Team One was established in 1921. Since then, they’ve won a total of three OUA (Ontario University Athletics) championships, their last one being in 1990.  

Team Two has been around since 1994. The team has brought home 11 OUA titles. Their last OUA championship victory happened only three years ago in 2014.  

Team Two has been named champions seven years in a row from 2003 to 2010. They were also given the CIS (Canadian Interuniversity Sport) title in the 2004-05 season.  

Both teams are hard working and deserving of opportunity. However, considering both their accomplishments, it would seem apparent that Team Two has gained more success overall.  

It sounds strange to say it is actually Team One that seems favoured and gets selected to play in the homecoming hockey game here at Laurier Brantford every single year. 

This year I was ecstatic to hear Team Two, the women’s varsity team, would be playing instead. Unfortunately, my excitement didn’t last long.  

When I decided to write an article to share the news, head coach Rick Osborne told me in an interview that the women were asked because the men’s schedule was too full to fit the game in.  

So . . . the women are just a backup option? Frustrating. No. Infuriating. If it’s because “women’s hockey is a joke,” then that’s the most hilarious joke I’ve ever heard. 

But I shot that puck too quickly. The homecoming organizer, the Student Alumni Association (SAA), is so much more golden than I had realized.  

While the men’s hockey team have in fact played for every homecoming except for two (the baseball team played in 2009 and the women’s hockey team played in 2010), they are apparently given the same amount of opportunity as the women’s team.  

What Osborne said about the game not fitting into the men’s schedule was correct, but I was under the impression the men had been given the choice over the women’s team.  

Members of the SAA had me stand corrected and shared that both teams are considered equally and selected based on their availability.  

I proceeded to fact-check this and indeed discovered the women have had away games on the days of Laurier Brantford’s homecomings every year, with the exception of the 2010 homecoming.  

Laurier Brantford should be excited. The women’s varsity team is stacked with talent.  

This year Laurier signed eight PWHL (Provincial Women’s Hockey League) players.  

The two new goalies, Cohen Myers and Hannah Miller, both consistently recorded save percentages above average during their years in the PWHL before coming to Laurier.  

Furthermore, veterans Madison MaCulloch and Emily Woodhouse were both named to their OUA All-Rookie team in their first seasons and they continue to be a force on this year’s team.  

Osborne said the two of them, as well as second year forward Jaden Head, will be the core of a successful team this season. 

I’m glad these girls have this opportunity to play in front of such a large crowd. 

It’s wrong to see gifted players get cut off from their sports journey because they were born the “unlucky” gender.  

Someday you’ll be signing your five-year old daughter up for hockey for the first time ever, assuring her, “Sports are for girls too” and “Don’t believe you are anything less than the boys.”  

Only a few years go by before she realizes it’s all a lie.

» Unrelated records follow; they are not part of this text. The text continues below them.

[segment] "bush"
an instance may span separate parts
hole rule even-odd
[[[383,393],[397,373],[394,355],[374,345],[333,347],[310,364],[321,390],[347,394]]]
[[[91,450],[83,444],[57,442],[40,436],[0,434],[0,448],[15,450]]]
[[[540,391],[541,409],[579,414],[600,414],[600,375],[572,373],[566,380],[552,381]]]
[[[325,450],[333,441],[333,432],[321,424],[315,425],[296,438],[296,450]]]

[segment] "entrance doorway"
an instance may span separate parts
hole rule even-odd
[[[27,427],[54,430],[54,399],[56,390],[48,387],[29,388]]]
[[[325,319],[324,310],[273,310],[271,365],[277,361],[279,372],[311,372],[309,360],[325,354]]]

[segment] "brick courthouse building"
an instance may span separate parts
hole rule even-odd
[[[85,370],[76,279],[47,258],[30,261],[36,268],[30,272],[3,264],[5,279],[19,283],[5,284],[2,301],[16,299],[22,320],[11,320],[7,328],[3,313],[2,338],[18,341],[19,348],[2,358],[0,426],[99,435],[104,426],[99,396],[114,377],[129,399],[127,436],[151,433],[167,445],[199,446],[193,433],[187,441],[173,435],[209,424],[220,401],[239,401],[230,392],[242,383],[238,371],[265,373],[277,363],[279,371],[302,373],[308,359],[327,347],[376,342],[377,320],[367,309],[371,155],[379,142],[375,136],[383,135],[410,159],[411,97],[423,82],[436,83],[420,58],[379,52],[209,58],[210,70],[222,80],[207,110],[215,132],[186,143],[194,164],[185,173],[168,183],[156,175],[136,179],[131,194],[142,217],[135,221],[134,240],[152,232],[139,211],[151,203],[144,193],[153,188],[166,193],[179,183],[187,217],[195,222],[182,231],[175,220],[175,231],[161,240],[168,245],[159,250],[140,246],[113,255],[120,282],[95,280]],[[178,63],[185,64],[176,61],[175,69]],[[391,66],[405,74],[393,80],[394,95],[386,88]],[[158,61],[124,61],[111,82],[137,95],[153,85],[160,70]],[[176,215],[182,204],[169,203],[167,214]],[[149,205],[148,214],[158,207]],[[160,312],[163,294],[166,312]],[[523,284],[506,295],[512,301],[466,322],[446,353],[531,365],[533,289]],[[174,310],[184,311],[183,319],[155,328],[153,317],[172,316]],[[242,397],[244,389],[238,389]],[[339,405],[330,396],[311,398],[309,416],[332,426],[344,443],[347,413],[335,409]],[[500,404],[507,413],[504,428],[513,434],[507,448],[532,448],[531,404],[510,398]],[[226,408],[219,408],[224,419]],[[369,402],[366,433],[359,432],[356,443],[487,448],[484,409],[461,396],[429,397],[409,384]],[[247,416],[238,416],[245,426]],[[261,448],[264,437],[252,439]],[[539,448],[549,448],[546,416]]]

The men’s football games become the main high school and university events, and the world only pays attention to the NHL.  

How are we supposed to convince young girls they are capable of achieving a male’s athletic success when they and their peers will never even get a chance to star in anything? 

Well, if they play hockey, send them to Laurier and they might get that chance.  

With the larger campuses, I get it. Football is the favoured homecoming sport, and if there’s only a men’s team, there’s not much one can do other than let the men play every year.  

However, with Laurier Brantford and the annual homecoming hockey game, there are absolutely zero reasons as to why the men and women’s teams can’t be given equal opportunity when it comes to playing in the big game.  

Thank you Laurier Alumni for recognizing this.